Historie

Die Geschichte des Balintawak-Stils

Der Balintawak-Stil hat wohl wie nur wenige andere Stile die Welt der philippinischen Kampfkünste dieses Jahrhunderts beeinflußt. Seinen Anhängern haftet der Ruf an, kompromisslose, knallharte Fighter zu sein. Viele Geschichten, Erzählungen und Legenden ranken sich um diesen Stil. Dieser Artikel soll vom wahren Kern dieser Erzählungen, der Geschichte des Balintawak, handeln.

Die Geschichte des Balintawak-Eskrima ist auf ewig untrennbar mit dem Namen seines Begründers, des Großmeisters Venancio „Anciong” Bacon verknüpft, der schon zu Lebzeiten einen geradezu legendären Ruf genoss. Doch um die Entwicklung des Balintawak wirklich verstehen zu können, muss man zunächst die Vorgeschichte, die zu seiner Entwicklung führte, näher beleuchten. Diese beginnt am Anfang dieses Jahrhunderts in Cebu City, der zentralen und wichtigsten Hafenstadt der Visayas. Anfang dieses Jahrhunderts gab es dort drei alteingesessene Kali/Eskrima/Arnis Familienklans: die Illustrissimo, die Romo und die Saavedra. Der Illustrissimo-Stil überlebte bis heute (Es sei nur an den kürzlich verstorbenen Antonio „Tatang” Illustrissimo erinnert). Die Romo gingen teilweise mit ihrem Stil in dem der Illustrissimo auf, so ist z.B. einer der Erben von „Tatang” Illustrissimo ein Romo. Die Saavedra und ihr Stil verschwanden jedoch, zumindest ist heute kein Erbe dieses Stil bekannt. Doch für die Entwicklung des Balintawak-Eskrima spielen die Saavedra eine bedeutende Rolle.

 

 

 

 

 

 

 

Im Jahr 1917 zog der Cãnete-Clan nach Cebu City und brachte seinen Familienstil mit, der allerdings seitdem sehr schnell große Änderungen erfuhr (so sehr, dass Eulogio Cãnete später meinte: „The original system was classical, but it was dull and boring. For the past seven decades, we have been revising and updating the system. It is so much better and different from the original, you wouldn’t believe it came from the same system.”) Zu der Zeit, als die Cãnete nach Cebu kamen, war Lorenzo „Pidring” Saavedra der beste Großmeister des Saavedra Stils. Die Saavedra gründeten 1920 den legendären Labangon Fencing Club. Diese Organisation bestand aus Gruppen von Leuten 6 verschiedener Stile, unter anderem die Saavedra, aber auch die Cãnetes, die mittlerweile mit den Saavedra durch Heirat familiär verbunden waren. Der herausragendste Kämpfer der Saavedra war besagter Lorenzo „Pidring” Saavedra. Er war auch ein ausgezeichneter Lehrer. Zwei seiner Neffen, Timodoro „Daring“ Saavedra und Frederico Saavedra waren die besten Schüler innerhalb seines Klans. Mit Tim und Frederico stand noch ein weiterer Schüler Lorenzo’s auf etwa gleichem Level: Venancio „Anciong” Bacon, der spätere Gründer des Balintawak.
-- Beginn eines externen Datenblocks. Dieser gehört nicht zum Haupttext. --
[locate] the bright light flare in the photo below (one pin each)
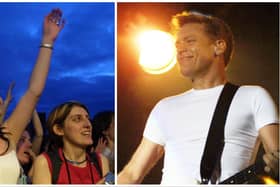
(157, 51)
(268, 180)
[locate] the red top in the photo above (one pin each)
(78, 175)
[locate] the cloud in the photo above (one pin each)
(82, 66)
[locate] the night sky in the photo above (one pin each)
(255, 62)
(82, 66)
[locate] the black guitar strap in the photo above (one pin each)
(215, 141)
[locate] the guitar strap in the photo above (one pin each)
(211, 157)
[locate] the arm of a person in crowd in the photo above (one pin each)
(5, 104)
(20, 117)
(105, 168)
(269, 135)
(41, 172)
(38, 137)
(145, 157)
Andere Lehrer von Venancio Bacon sind praktisch nicht bekannt, es ist also sehr wahrscheinlich, daß er zumindest den größten Teil seiner Ausbildung von Lorenzo „Pidring” Saavedra bekam. In dieser Zeit bestanden aber auch Kontakte zwischen Venancio Bacon und den anderen Eskrimadores des Labangon Fencing Club. Außerdem waren Timodoro „Doring” Saavedra und Venancio „Anciong” Bacon sehr eng befreundet.

Mit der Zeit kam es zu Rivalitäten und Auseinandersetzungen zwischen den verschiedenen Gruppen im Labangon Fencing Club, so daß nach einiger Zeit getrennte Trainingszeiten für die verschiedenen Gruppen eingeführt wurden, um die Mitglieder dieser Gruppen voneinander fern zu halten. Aus dieser Konflikt-Situation heraus gründeten am 12.1. 1932 die Cãnetes ihre eigene Organisation, das Doce Pares. Zu den Gründungsmitgliedern zählen auch mehrere Saavedra, so war z.B. Lorenzo Saavedra der herausragendste Großmeister und nahm als solcher in der Anfangszeit die öffentlichen Herausforderungen an das Doce Pares an. Später übernahm dies Timodoro „Doring” Saavedra.

Der Rest des Labangon Fencing Club zerfiel weitestgehend. Viele der Mitglieder wollten ins Doce Pares überwechseln, wurden aber abgelehnt, da einige nicht technisch in die neue Methode passten (Standardisierung des Doce Pares Stils), andere wurden aufgrund persönlicher Differenzen abgelehnt und wieder einige hatten wohl eine etwas dunkle Vergangenheit. Einige fanden später noch Aufnahme dort. Venancio Bacon ging ab da seiner eigenen Wege. Er hatte mittlerweile seinen Lehrer Lorenzo Saavedra überflügelt und wollte sich technisch nicht beschränken lassen. So gründete Bacon seine eigene Schule. Diese nannte er aber nicht ursprünglich Balintawak. Der Name Balintawak kam vielmehr daher, daß das Gebäude, in dem Venancio Bacon seine Schule hatte, in der Balintawak Street in Cebu lag. Da es wahrscheinlich anfangs keinen eigenen Namen für diese Schule gab, wurden die Kämpfer, die aus ihr hervorgingen, als die Kämpfer aus der Schule in der Balintawak Street bekannt und bald bürgerte sich dieser Name Balintawak für den Stil selbst ein. Die Straße selbst ist ihrerseits nach der berühmten Balintawak-Schlacht benannt, die zur Zeit Lapu-Lapus stattfand.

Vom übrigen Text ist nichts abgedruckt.